Question

A steel tape measures the length of a copper rod as \[90\,cm\] when both are at ${10^0}C$ the calibration temperature for the tape. What would the tape read for the length of the rod when both are at ${30^0}C$ ? Given for steel, $\alpha = 1.2 \times {10^{ - 5}}{C^{ - 1}}$ and for copper $\alpha = 1.7 \times {10^{ - 5}}{C^{ - 1}}$
A. $90.01\,cm$
B. $89.90\,cm$
C. $90.22\,cm$
D. $89.80\,cm$

Answer 1

Hint:In order to solve this question, we will use the concept of linear expansion of metals on heating which states that, on heating a metal its linear dimension gets increased and its directly proportional to the temperature to which it is raised.

Formula used:
Mathematically linear expansion written as,
${L^1} = L(1 + \alpha \Delta T)$
where, ${L^1}$ is the new length when temperature is raised by $\Delta T$ with original length of $L$ . Here, $\alpha$ is known as the coefficient of linear expansion and its unit is $^0{C^{ - 1}}$ .

Complete step by step answer:
Since, we have given that the value of coefficients of linear expansion for steel ${\alpha _{steel}} = 1.2 \times {10^{ - 5}}{C^{ - 1}}$ and for copper its ${\alpha _{copper}} = 1.7 \times {10^{ - 5}}{C^{ - 1}}$ and we can see that ${\alpha _{copper}} > {\alpha _{steel}}$ which shows Copper will lengthen more as compared to steel as increased length is directly proportional to the coefficient of linear expansion in the formula ${L^1} = L(1 + \alpha \Delta T)$ .

Let us suppose that the final increased length of the copper and steel will be ${L_{copper}}$ and ${L_{steel}}$ . And it’s given that both together have an initial length of ${L_0} = 90cm$ and now, let us put the values of parameters in the formula ${L^1} = L(1 + \alpha \Delta T)$ for both steel and copper as:
${L_{copper}} = {L_0}(1 + {\alpha _{copper}}\Delta T) \to (i)$ And for steel its
$\Rightarrow {L_{steel}} = {L_0}(1 + {\alpha _{steel}}\Delta T) \to (ii)$
Subtract the equation $(ii)\,from\,(i)$ we get,
${L_{copper}} - {L_{steel}} = {L_0}({\alpha _{copper}} - {\alpha _{steel}})\Delta T$

Put the value of ${L_0} = 90cm$ and the increased temperature as given in question is $\Delta T = (30 - 10) = {20^0}C$ so put
$\Delta T = {20^0}C$ And ${L_0} = 90\,cm$ in equation ${L_{copper}} - {L_{steel}} = {L_0}({\alpha _{copper}} - {\alpha _{steel}})\Delta T$ we get,
${L_{copper}} - {L_{steel}} = 90 \times (1.7 - 1.2){10^{ - 5}} \times 20$
$\therefore {L_{copper}} - {L_{steel}} = 90.01cm$
So, the net increased length which will be read on tape is ${L_{copper}} - {L_{steel}} = 90.01\,cm$ .
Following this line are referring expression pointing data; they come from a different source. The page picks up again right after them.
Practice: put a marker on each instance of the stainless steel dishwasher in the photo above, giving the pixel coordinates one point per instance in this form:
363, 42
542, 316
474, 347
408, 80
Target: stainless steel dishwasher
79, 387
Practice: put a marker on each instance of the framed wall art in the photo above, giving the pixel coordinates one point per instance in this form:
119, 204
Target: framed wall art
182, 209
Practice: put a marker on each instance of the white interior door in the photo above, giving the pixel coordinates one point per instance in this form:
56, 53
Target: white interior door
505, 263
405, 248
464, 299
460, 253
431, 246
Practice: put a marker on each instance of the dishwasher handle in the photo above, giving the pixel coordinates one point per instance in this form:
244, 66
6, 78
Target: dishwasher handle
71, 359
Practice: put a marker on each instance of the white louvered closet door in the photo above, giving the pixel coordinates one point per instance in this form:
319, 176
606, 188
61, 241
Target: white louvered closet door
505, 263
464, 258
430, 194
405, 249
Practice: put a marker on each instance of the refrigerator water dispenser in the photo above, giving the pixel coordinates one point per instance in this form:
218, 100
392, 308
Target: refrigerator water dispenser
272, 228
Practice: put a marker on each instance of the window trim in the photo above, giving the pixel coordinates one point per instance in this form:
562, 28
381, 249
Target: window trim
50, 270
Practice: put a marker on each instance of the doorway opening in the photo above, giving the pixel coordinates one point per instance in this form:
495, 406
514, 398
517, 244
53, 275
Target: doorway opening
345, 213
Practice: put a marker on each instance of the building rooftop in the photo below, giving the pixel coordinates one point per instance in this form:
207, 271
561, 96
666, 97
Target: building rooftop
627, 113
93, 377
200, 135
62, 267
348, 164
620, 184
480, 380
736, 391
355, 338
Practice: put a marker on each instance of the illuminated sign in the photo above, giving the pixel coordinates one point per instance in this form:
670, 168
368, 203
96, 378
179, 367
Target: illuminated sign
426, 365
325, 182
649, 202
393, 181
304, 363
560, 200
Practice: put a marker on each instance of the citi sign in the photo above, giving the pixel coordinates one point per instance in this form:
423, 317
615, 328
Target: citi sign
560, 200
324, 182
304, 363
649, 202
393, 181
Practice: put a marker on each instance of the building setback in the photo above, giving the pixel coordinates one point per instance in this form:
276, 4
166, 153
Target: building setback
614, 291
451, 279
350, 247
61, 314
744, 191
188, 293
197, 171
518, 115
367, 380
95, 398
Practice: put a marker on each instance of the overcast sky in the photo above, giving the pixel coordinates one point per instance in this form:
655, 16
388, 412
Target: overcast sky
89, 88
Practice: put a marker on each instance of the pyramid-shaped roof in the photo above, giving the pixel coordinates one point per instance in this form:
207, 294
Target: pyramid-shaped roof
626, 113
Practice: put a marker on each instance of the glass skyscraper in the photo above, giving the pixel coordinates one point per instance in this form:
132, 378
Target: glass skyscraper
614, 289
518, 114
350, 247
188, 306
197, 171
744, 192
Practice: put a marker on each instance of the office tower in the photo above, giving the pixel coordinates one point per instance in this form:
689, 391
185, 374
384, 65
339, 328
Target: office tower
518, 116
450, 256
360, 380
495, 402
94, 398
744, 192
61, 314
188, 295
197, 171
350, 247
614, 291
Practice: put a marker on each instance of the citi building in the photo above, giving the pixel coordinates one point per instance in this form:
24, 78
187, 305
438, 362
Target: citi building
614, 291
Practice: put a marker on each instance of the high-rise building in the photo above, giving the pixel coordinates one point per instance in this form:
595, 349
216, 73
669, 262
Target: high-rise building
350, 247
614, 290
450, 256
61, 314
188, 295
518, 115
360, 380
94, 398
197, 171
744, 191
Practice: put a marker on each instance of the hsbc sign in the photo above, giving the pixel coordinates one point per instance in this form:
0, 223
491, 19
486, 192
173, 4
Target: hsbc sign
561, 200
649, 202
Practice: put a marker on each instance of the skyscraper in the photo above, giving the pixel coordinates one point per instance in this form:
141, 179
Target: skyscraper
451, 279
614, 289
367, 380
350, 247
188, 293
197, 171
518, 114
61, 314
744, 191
Hence, the correct option is A.

Note: It should be remembered that, for every particular given material the value of coefficient of linear expansion $\alpha $ is different and larger the value of $\alpha $ larger the extension of length of the material on increasing the temperature. It should be noted that when material expands in area its expansion coefficient is known as coefficient of surface area expansion and denoted by $\beta $ and in case of volume expansion, it’s called coefficient of volume expansion and it’s denoted by $\gamma $.